Sometimes I feel like I’ve lost myself in motherhood; sometimes being a mother gives me a chance to find myself again.
When I was a child, one of my favourite places to be was my grandmother’s cottage. From her house, we’d drive about an hour to a ferry. It held twelve cars. If you were lucky you were in the front row or on the sides. Waves often splashed up onto the windshield, boats danced in the waves, you paid with a shiny purple token for your passage. On the other side of the ferry is where the magic started. One road ran the length of the small island, where people had summer cottages.
Reeds lined both sides of the road, marshses beyond it. Water was everywhere, long grasses, birds, the smell of freedom and sunshine and possibility. After a few minutes drive, we’d park behind my aunt’s cottage and run round to the front to wave madly at my grandparents – for their cottage was on a tiny island within the bigger one. My grandpa would acknowledge us with one wave, you’d hear his tiny boat – nothing more than a platform of wood over a few flotation barrels, an engine on the back – puttting towards us.

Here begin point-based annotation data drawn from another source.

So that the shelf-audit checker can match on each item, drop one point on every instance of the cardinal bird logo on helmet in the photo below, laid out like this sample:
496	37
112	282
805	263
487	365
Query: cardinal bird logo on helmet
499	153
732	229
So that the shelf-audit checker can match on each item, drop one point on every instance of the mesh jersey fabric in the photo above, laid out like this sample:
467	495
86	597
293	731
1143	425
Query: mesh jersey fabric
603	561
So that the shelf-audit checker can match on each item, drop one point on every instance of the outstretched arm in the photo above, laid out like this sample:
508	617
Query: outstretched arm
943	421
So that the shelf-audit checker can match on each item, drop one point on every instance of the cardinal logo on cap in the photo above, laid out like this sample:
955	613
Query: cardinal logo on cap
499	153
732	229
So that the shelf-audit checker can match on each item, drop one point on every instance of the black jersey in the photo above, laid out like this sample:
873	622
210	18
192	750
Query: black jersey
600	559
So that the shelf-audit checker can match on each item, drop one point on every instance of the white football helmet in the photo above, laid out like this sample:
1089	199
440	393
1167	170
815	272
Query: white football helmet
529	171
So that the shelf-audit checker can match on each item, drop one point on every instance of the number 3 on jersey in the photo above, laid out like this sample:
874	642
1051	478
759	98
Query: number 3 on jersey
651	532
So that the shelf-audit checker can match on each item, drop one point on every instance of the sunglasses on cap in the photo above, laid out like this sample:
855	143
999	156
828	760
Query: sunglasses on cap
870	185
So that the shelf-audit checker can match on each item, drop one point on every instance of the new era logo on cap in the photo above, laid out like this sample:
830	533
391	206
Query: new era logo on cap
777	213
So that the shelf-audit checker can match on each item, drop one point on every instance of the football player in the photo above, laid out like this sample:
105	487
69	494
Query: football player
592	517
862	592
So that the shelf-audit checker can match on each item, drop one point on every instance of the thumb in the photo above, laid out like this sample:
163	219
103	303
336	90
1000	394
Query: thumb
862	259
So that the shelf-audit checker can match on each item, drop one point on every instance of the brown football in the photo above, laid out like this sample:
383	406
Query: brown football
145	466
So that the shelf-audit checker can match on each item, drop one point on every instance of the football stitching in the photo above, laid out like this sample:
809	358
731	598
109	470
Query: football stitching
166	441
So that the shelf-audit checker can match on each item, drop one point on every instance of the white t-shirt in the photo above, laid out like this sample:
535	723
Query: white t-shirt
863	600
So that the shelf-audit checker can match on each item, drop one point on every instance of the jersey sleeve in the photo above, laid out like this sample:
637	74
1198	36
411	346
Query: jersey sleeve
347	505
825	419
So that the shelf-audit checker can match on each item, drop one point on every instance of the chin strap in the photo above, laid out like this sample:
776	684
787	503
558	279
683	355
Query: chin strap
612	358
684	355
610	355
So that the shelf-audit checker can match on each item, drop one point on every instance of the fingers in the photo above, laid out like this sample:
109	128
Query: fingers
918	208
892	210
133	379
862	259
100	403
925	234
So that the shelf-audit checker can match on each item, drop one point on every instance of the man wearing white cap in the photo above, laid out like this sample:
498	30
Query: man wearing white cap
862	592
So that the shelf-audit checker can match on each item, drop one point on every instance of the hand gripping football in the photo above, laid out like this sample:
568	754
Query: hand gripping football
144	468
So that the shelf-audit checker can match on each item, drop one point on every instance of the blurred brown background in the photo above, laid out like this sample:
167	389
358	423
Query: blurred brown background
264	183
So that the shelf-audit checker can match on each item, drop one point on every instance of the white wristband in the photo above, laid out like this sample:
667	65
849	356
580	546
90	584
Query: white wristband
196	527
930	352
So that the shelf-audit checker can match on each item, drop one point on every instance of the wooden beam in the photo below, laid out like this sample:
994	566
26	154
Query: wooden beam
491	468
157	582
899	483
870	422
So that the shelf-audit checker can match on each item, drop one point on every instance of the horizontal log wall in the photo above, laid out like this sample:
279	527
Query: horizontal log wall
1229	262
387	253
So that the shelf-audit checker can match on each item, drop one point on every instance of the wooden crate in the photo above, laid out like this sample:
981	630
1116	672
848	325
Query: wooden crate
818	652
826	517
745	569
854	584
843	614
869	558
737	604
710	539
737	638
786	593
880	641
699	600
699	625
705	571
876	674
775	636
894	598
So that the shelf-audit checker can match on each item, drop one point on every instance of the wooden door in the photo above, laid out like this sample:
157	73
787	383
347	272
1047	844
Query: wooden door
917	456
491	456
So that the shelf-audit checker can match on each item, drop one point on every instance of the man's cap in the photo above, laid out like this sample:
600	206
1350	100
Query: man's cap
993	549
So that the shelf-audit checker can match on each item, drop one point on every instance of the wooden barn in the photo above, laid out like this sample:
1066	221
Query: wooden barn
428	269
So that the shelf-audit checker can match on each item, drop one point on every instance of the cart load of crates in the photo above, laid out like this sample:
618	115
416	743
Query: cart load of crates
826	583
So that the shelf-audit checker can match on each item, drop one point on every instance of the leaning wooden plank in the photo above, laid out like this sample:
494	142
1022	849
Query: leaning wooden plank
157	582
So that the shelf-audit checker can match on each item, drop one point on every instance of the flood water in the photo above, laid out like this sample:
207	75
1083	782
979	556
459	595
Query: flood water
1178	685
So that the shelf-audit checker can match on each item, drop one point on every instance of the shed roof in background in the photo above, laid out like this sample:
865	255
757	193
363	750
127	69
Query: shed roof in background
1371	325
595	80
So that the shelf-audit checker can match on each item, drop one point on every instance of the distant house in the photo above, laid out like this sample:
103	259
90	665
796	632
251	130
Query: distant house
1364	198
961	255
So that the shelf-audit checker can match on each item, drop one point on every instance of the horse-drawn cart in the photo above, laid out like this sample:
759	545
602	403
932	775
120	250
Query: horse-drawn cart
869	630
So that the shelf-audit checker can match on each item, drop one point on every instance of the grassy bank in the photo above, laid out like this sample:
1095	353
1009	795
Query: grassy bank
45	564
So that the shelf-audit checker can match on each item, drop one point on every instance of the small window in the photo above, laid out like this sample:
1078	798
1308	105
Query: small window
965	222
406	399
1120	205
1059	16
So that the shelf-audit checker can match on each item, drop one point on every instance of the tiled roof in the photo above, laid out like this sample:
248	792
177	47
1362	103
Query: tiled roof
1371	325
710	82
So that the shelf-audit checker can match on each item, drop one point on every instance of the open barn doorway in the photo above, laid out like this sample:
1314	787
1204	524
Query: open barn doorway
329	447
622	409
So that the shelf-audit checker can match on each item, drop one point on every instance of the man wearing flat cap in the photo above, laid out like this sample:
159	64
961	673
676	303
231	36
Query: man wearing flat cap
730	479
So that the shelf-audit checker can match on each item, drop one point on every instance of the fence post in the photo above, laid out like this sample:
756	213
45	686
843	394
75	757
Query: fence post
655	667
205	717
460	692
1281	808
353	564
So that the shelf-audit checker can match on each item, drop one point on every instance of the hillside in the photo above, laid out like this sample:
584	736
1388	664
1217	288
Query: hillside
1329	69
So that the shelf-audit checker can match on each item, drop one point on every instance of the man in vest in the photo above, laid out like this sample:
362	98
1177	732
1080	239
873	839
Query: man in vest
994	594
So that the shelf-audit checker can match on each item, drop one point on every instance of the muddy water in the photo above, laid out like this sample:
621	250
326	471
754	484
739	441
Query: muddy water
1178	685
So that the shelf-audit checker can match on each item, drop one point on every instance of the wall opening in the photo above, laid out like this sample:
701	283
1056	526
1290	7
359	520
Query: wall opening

Out came luggage, out came smiles.
As a young child, I was often dropped off to spend weeks with my grandmother on this island-within-an-island, this otherworldy place where I was cherished and neglected in equal portions. My grandfather would leave my grandmother Annie and I alone on the island, which had two houses – my grandmother’s and my aunt’s, a sunny yellow boathouse, and a collapsed storefront. From her island you could see into the huge, deep channel that ran between America and Canada, a channel of freight ships, waves, the feelings of flying fast on those waves, sitting in impossibly dangerous parts of their motorboat.
In the evenings I’d go inside to watch tv on Annie’s tiny tv screen. It felt like such an honour, there in that small room, the sunset floating around us. Sometimes she’d tell me stories of what it was like to be there with my mother. Sometimes we’d have popcorn. Sometimes we’d watch a show or two, and then off to bed.
But the days?
I ran wild and free. Inside that yellow boathouse was a yellow canoe. I’d climb in it soon after sunrise, no lifejacket, no plan. And then I’d disappear for hours. My grandmother couldn’t swim, and she sure couldn’t yell far enough to reach the wilds I found. I knew every watery canal between houses, the bridges I’d have to lay on the bottom of the canoe to get underneath, and sometimes I knew the power of being alone in that canoe on the Channel.
I went and went. Hours were spent paddling along, further and further, with no idea of destination or specific activity required. I’d go back to her cottage if I was hungry, but sometimes I’d be out till almost sunset. I was so alone, so free, and so safe. Being on those watery passages is one of the best places I’ve been in my life, and just being in a canoe again brings that back to me.
My kids loved it. I loved it. I wanted hours to sit and float and explore and feel. I laughed with friends, I missed my grandmother, I imagined a life where we canoed every day.
In these moments, in the times when my children try something new to them but as old to me as the fibres of my being, I find myself again and again, the young me and the older-but-possibly-not-wiser me, floating along the waters but not alone anymore.